NHS Clinical Terms (formerly READ Classification)

The READ clinical classification was designed by Dr James Read, specifically for use by clinicians (not just epidemiologists). The codes form a structured hierarchy of medical terms. Version 3 (Dec 1995) has five hierarchical levels, but each can be coded using upper and lower case letters. This gives 58 variations within a level and offers - 656,356,768 possibilities within the READ coding system. The 58 variations stem from use of the characters 0-9, A-Z, a-z are used although "i", "o", "I" and "O" are excluded to avoid misinterpretation.

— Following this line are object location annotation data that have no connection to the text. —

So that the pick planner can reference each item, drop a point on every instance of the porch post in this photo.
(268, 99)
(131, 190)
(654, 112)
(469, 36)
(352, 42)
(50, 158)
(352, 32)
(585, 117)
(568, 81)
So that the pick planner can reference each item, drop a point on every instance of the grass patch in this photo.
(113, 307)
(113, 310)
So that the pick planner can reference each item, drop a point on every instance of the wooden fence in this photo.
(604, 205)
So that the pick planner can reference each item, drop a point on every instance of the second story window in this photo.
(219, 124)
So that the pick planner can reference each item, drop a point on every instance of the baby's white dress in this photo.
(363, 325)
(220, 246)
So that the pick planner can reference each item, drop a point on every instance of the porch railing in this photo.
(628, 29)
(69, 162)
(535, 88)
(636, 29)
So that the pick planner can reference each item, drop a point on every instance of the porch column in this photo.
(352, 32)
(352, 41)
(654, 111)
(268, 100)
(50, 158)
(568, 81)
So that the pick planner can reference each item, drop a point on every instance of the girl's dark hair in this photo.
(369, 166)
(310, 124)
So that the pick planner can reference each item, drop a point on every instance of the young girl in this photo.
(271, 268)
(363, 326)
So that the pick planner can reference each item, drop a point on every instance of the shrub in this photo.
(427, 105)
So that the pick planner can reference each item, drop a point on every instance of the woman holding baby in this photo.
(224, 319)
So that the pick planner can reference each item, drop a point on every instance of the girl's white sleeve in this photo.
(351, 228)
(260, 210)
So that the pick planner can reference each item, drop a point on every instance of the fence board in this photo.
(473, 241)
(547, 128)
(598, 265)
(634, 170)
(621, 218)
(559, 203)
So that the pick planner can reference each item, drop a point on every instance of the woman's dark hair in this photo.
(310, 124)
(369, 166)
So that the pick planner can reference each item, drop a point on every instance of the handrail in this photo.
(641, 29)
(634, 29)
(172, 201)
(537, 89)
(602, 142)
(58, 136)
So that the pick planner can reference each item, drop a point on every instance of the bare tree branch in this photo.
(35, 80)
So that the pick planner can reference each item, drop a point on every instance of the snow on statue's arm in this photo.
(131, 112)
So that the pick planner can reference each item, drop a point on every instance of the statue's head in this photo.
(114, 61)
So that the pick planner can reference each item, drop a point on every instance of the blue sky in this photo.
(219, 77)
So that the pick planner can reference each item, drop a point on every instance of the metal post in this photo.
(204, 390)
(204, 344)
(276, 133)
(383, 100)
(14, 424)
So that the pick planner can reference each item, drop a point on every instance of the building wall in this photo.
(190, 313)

THE READ CODES - AN EXAMPLE

Incorporation of synonyms allows use of preferred terms without information loss. The synonym list is cross-referenced to enable translation or mapping within the READ codes and other coding schemes e.g., ICD-10. Given the ample capacity it is possible to incorporate other classification schemes such as nursing. (Source: NHS Information Management Group - now the NHS-Information Authority.)

When search procedures are employed attention must be paid to phenomena of combinatorial-explosion. In its present form READ suffers from this phenomena. For example, if we wished to add severity values such as:

slight moderate severe null

to a list of 10,000 diseases, then the number of terms to represent these is multiplied to 40,000 (assuming we may also wish to say nothing on severity). This enumerative phenomena happens each time new values are added, and leads to immense picking lists with hundreds of rubrics.

More recently an agreement between the College of American Pathologists (CAP) and the United Kingdom’s National Health Service Executive will lead to the combination of the READ Version 3 and SNOMED® RT - the CAP’s Systematized Nomenclature of Medicine, under the heading of SNOMED Clinical Terms. A release is due in April 2003.

UNIFIED MEDICAL LANGUAGE SYSTEM (UMLS)

PURPOSE AND FOCUS

The UMLS project is a long-term research and development effort by the National Library of Medicine in the USA. UMLS is designed to facilitate the retrieval and integration of information from multiple machine-readable biomedical information sources. These include:

• clinical records
• descriptions of the biomedical literature
• directories of people and organisations
• factual data banks
• and knowledge based systems

UMLS focuses on the variety of available vocabularies, and classifications used in different sources, and the barriers these pose to the use of machine-readable sources by health care professionals and biomedical researchers. The continued diversity of terminological approaches also hinders the development of effective search interfaces and tools that can assist users.

UMLS COMPONENTS

The 11th Edition (2000) of the Metathesaurus includes about 730,000 concepts and 1.5 million concept names in different source vocabularies, an increase of approximately 16% from the previous edition. The components of UMLS are now so numerous that any attempt at summary here would be difficult. Suffice to say here that the main constituents are three UMLS knowledge sources:

1. The Metathesaurus (Section 2) contains semantic information about biomedical concepts, their various names, and the relationships among them.
2. The Semantic Network (Section 3) is a network of the general categories or semantic types to which all concepts in the Metathesaurus have been assigned.
3. The SPECIALIST lexicon (Section 4 ) contains syntactic information about biomedical terms and will eventually cover the majority of component terms in the concept names present in the Metathesaurus.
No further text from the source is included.